# WavClassifier

Use the WAV file directly; extract features with a CNN using 1DConv.
State-of-the-art audio classifiers use Mel-Spectograms as described in `./mel_spec_classifier.ipynb`, but do not  preserve phase information

In [None]:
!pip install "ray[tune]"
import torch
from utils import *
import torch.nn as nn
import numpy as np
import torchvision.transforms as transforms
import torch.utils.data as Data
from scipy.io import wavfile
from ray import air
import os
from ray.tune.schedulers import ASHAScheduler

## Mount drive
Mount google drive if running on google colab

In [None]:
from google.colab import drive
drive.mount('/content/drive')

## Constant parameters used in training

Run `setup.sh` to mount Google Drive containing GTZAN

In [None]:
GTZAN_WAV = "/content/drive/MyDrive/GTZAN/Data/genres_original/"

GENRES = {'blues': 0, 'classical': 1, 'country': 2, 'disco': 3,
          'hiphop': 4, 'jazz': 5, 'metal': 6, 'pop': 7, 'reggae': 8,
          'rock': 9}

DEVICE = torch.device("cuda" if torch.cuda.is_available() else "cpu")
print("Using device", DEVICE)

## Training

Create a `Dataset` for the audio files

We split the WAV file into equal halves, for 2 reasons.

1. Deal with Curse of Dimensionality. The expectation is that the two halves are not identical, so this would be a cheap method to increase data-points and reduce overfitting. Naturally we have reduced the dimensionality of our input as well. 15 seconds should be more than enough to figure out the genre!
2. Ray-Tuner was not able to store `WAVDataset` instances by default due to exceeding size constraints.

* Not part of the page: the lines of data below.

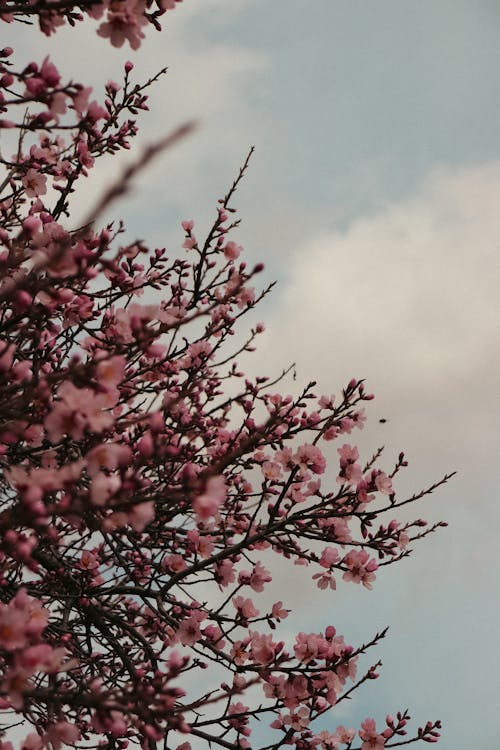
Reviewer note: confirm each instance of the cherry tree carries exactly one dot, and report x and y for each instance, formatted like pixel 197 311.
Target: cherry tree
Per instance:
pixel 148 487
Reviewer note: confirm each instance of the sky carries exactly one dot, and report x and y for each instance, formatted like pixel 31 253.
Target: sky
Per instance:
pixel 372 199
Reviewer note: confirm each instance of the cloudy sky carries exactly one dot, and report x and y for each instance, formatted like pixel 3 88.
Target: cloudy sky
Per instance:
pixel 373 198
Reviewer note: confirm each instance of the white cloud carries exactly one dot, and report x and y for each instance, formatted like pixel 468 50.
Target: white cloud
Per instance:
pixel 407 298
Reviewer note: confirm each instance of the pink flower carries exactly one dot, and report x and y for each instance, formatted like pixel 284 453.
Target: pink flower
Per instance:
pixel 344 735
pixel 310 457
pixel 61 733
pixel 245 607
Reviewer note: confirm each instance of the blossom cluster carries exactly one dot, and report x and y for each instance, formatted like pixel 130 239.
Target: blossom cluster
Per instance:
pixel 120 20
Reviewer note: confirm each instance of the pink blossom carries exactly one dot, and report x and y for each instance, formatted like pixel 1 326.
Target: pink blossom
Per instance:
pixel 245 607
pixel 310 457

We can override this by setting a larger size constraint, but this hits two birds with one stone.

In [None]:
class WAVDataset(Data.Dataset):
    def __init__(self):
        self.wav = []
        self.labels = []

        # The WAV files were not all the same size. Obtain the minimum size
        # and prune the datapoints accordingly
        max_size = 330000

        # Go through all songs and tag X (tensor of image), Y as genre.
        for genre in os.listdir(GTZAN_WAV):
            for song in os.listdir(os.path.join(GTZAN_WAV, genre)):
                abs_path = os.path.join(GTZAN_WAV, genre, song)

                # Seems like there is a format issue with jazz.00054.wav. Skipping..
                if 'jazz.00054.wav' not in abs_path:
                  _, data = wavfile.read(abs_path)

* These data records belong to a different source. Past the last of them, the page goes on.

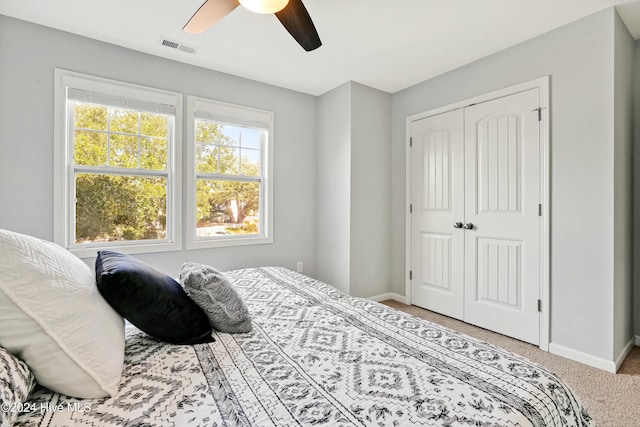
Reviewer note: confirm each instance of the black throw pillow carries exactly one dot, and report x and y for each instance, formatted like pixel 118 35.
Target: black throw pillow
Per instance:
pixel 152 301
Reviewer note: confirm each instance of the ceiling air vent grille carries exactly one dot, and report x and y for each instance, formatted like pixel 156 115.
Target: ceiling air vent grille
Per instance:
pixel 177 45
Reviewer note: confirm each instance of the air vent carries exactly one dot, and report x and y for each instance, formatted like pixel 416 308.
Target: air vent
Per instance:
pixel 178 46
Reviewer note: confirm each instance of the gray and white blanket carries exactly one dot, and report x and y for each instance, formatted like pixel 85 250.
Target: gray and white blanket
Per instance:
pixel 316 356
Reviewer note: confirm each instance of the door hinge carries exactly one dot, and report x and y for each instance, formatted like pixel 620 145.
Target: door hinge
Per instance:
pixel 539 110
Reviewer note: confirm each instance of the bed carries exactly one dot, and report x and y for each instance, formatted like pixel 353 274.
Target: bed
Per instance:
pixel 316 356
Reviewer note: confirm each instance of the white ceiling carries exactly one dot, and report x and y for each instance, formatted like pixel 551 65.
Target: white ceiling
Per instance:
pixel 385 44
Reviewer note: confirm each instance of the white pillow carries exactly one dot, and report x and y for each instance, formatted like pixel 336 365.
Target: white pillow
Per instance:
pixel 53 318
pixel 16 382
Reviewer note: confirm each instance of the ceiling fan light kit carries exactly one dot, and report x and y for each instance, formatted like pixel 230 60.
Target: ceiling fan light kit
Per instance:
pixel 291 13
pixel 264 6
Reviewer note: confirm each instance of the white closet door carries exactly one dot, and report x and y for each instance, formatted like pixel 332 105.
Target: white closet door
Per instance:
pixel 502 193
pixel 437 188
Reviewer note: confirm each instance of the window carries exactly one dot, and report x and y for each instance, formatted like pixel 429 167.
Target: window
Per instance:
pixel 117 160
pixel 229 187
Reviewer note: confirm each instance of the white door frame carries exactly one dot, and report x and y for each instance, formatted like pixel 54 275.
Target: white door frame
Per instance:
pixel 542 84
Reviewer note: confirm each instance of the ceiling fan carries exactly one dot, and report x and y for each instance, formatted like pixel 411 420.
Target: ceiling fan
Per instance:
pixel 291 13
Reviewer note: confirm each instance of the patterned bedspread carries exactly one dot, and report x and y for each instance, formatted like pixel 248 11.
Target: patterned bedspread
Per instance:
pixel 319 357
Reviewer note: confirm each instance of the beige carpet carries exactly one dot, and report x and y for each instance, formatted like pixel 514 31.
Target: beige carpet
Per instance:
pixel 611 399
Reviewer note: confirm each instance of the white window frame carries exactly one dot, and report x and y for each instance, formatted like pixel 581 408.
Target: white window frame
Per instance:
pixel 64 169
pixel 232 114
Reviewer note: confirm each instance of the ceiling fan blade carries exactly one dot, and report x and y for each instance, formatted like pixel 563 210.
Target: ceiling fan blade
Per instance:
pixel 209 13
pixel 295 18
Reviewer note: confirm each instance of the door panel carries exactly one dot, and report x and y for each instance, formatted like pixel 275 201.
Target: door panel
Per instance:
pixel 438 202
pixel 502 193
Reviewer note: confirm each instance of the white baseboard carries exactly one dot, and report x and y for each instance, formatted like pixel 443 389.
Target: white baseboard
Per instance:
pixel 389 295
pixel 587 359
pixel 625 352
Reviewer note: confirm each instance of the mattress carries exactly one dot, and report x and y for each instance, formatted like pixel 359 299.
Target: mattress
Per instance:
pixel 317 356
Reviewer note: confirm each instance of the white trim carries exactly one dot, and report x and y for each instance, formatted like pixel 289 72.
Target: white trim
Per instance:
pixel 625 352
pixel 198 107
pixel 542 84
pixel 389 295
pixel 587 359
pixel 63 178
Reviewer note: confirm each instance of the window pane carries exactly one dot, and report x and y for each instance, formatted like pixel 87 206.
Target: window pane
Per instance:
pixel 89 116
pixel 231 133
pixel 250 165
pixel 229 160
pixel 90 148
pixel 112 208
pixel 125 121
pixel 153 153
pixel 227 207
pixel 153 125
pixel 123 151
pixel 251 138
pixel 207 158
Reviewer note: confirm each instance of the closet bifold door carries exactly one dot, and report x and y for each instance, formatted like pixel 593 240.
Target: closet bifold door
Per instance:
pixel 502 193
pixel 437 236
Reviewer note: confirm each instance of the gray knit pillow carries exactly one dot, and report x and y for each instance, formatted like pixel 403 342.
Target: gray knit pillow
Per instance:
pixel 213 292
pixel 16 382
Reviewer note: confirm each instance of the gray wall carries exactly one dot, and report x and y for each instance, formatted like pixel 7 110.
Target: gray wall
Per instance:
pixel 636 251
pixel 579 58
pixel 354 130
pixel 28 55
pixel 370 191
pixel 623 184
pixel 334 189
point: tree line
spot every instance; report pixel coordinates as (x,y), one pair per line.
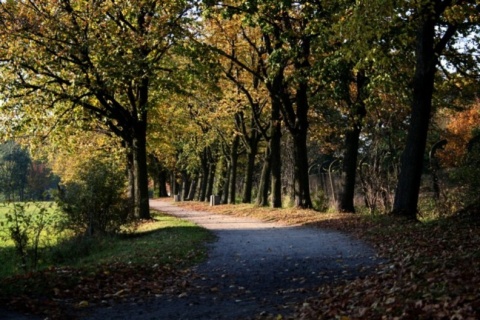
(205,90)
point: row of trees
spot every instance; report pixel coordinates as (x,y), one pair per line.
(197,86)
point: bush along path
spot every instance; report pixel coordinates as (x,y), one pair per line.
(254,269)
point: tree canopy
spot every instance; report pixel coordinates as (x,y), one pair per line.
(250,94)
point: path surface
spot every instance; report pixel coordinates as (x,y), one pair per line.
(254,267)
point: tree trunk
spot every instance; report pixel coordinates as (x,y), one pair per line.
(139,151)
(302,183)
(275,156)
(210,181)
(186,181)
(247,188)
(162,184)
(204,177)
(193,188)
(300,152)
(130,176)
(226,183)
(233,171)
(350,157)
(408,186)
(264,185)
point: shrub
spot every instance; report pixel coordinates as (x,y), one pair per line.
(94,201)
(24,225)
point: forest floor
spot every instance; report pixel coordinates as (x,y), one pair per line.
(301,264)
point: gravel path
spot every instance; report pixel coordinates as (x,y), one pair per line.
(254,268)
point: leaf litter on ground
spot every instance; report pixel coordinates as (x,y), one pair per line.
(431,270)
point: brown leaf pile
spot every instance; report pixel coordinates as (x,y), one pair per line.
(60,292)
(432,269)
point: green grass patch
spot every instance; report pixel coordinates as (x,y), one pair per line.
(164,240)
(81,270)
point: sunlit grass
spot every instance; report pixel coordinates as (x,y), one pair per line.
(163,240)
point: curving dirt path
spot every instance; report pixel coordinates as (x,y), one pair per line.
(253,268)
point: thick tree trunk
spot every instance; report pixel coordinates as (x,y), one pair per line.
(408,186)
(302,184)
(350,157)
(139,151)
(264,185)
(299,132)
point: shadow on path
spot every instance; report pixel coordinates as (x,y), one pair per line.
(253,268)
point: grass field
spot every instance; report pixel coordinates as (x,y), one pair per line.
(164,240)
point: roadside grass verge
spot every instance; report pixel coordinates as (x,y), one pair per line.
(83,272)
(431,270)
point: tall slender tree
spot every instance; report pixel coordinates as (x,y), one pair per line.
(103,57)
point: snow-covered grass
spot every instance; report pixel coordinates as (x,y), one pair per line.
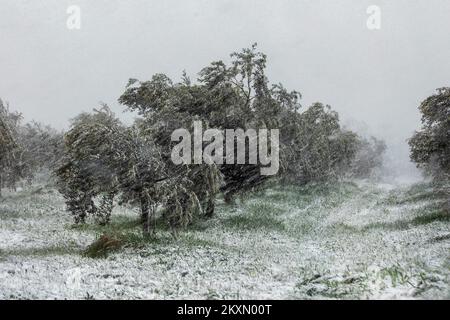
(345,241)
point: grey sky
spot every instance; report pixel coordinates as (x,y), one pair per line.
(321,48)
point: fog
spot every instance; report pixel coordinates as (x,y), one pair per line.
(374,78)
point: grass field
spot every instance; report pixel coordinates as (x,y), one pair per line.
(341,241)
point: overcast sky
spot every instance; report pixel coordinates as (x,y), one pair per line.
(322,48)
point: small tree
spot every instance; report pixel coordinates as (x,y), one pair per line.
(430,146)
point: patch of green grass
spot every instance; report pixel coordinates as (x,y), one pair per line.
(396,274)
(430,214)
(104,245)
(43,251)
(256,216)
(118,223)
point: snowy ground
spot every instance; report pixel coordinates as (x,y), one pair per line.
(346,241)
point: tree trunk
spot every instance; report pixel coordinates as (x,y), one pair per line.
(144,214)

                  # Split into two WAV files, each covering 15 seconds of music
                  data_1, data_2 = np.array_split(data, 2)
                  data_1 = data_1[:max_size].astype(np.float32)
                  data_2 = data_2[:max_size].astype(np.float32)

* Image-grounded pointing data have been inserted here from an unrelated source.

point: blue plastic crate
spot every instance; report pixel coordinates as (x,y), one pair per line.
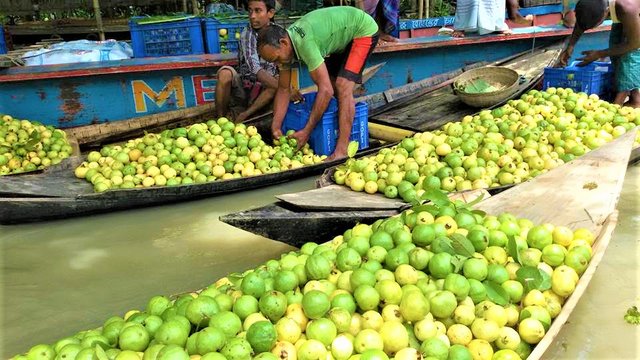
(324,136)
(595,78)
(220,44)
(182,37)
(3,45)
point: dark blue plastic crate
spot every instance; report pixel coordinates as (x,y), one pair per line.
(181,37)
(595,78)
(3,44)
(219,44)
(324,136)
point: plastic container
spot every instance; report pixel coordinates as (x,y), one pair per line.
(532,3)
(595,78)
(217,43)
(324,136)
(181,37)
(3,44)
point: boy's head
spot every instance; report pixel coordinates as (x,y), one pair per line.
(261,12)
(274,45)
(591,13)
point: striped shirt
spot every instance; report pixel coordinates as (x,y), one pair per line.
(249,59)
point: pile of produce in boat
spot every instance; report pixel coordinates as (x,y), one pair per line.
(507,145)
(196,154)
(439,281)
(28,146)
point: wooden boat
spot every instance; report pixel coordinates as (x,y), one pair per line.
(57,193)
(320,213)
(73,95)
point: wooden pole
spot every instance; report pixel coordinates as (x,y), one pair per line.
(194,4)
(98,15)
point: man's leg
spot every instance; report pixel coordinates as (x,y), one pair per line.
(223,91)
(346,112)
(513,10)
(264,98)
(634,99)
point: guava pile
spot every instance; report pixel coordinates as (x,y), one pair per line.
(440,281)
(27,146)
(216,150)
(504,146)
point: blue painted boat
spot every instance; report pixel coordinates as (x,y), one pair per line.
(125,91)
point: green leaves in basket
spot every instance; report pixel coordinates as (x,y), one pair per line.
(352,149)
(478,86)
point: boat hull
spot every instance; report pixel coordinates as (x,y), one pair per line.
(82,94)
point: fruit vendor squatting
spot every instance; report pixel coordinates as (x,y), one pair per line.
(335,44)
(253,85)
(624,43)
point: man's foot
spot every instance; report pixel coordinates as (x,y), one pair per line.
(241,117)
(337,155)
(387,38)
(569,19)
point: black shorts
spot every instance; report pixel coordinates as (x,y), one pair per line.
(350,62)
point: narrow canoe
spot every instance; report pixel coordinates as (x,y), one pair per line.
(331,210)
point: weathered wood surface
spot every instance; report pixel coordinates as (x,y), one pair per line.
(579,194)
(434,109)
(99,133)
(338,197)
(598,248)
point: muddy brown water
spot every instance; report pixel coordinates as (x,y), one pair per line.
(61,277)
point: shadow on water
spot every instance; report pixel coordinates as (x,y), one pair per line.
(64,276)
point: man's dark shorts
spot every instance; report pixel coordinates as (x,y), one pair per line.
(350,63)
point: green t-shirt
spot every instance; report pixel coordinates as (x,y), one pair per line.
(329,30)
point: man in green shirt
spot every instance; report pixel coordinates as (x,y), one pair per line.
(345,36)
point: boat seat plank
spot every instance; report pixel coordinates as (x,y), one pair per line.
(57,181)
(579,203)
(337,197)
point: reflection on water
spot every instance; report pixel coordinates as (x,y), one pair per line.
(65,276)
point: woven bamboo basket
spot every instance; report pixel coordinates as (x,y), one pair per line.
(504,79)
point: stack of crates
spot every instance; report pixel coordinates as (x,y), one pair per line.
(595,78)
(324,136)
(532,3)
(223,36)
(3,44)
(169,38)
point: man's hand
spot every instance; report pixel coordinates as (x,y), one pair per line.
(564,57)
(276,133)
(589,57)
(241,117)
(295,95)
(301,136)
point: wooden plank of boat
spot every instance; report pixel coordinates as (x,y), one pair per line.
(58,194)
(581,193)
(337,197)
(444,106)
(270,220)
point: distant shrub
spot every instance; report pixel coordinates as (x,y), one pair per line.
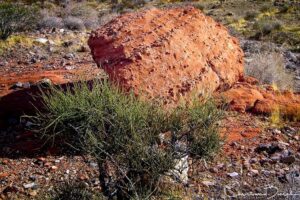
(106,17)
(265,27)
(125,134)
(268,68)
(15,18)
(73,23)
(74,191)
(51,22)
(250,15)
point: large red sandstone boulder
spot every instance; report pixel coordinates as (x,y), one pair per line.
(247,96)
(168,54)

                  # Convert wav file to tensor
                  self.wav.append(torch.from_numpy(np.reshape(data_1, (1, max_size))))
                  self.wav.append(torch.from_numpy(np.reshape(data_2, (1, max_size))))

                  # Convert genre tag to associated digit
                  self.labels.append(GENRES[genre])
                  self.labels.append(GENRES[genre])
    def __len__(self):
        return len(self.wav)

    def __getitem__(self, idx):
        return self.wav[idx], self.labels[idx]

The `WavTrainer` model used is a CNN with 2 convolutional layers and 2 linear layers.

Each `wav` file is 30 seconds long and sampled at 22050 Hz. So, we have datapoints of size: ~661500. As humans. We make an estimation from a human standpoint regarding how long 'musical features' are to differentiate genres. The smallest 'features' seem to be differentiable within a significant fraction of a second.

So, the receptive field of the convolutional layer of the CNN should cover
a significant fraction of a second.

What is a significant fraction of a second? This is on hyperparameter tuning to decide. But the conclusion is that very small kernel sizes (such as 3 in `2DConv`) should not apply here since we wouldn't obtain much about the song features itself through essentially 0.0001 seconds of the song.


In [None]:
class WavTrainer(nn.Module):
  def __init__(self, l1=1000, l2=20):
    super().__init__()

    self.conv_layer_1 = nn.Sequential(nn.Conv1d(1, 8, 3),
                                      nn.ReLU(),
                                      nn.MaxPool1d(kernel_size=10, stride=10)
                                      )

    self.conv_layer_2 = nn.Sequential(nn.Conv1d(8, 16, 3),
                                      nn.ReLU(),
                                      nn.MaxPool1d(kernel_size=10, stride=10)
                                      )

    self.flatten_layer = nn.Flatten()

    self.linear_layer_1 = nn.Sequential(nn.Linear(52784, l1),
                                        nn.ReLU())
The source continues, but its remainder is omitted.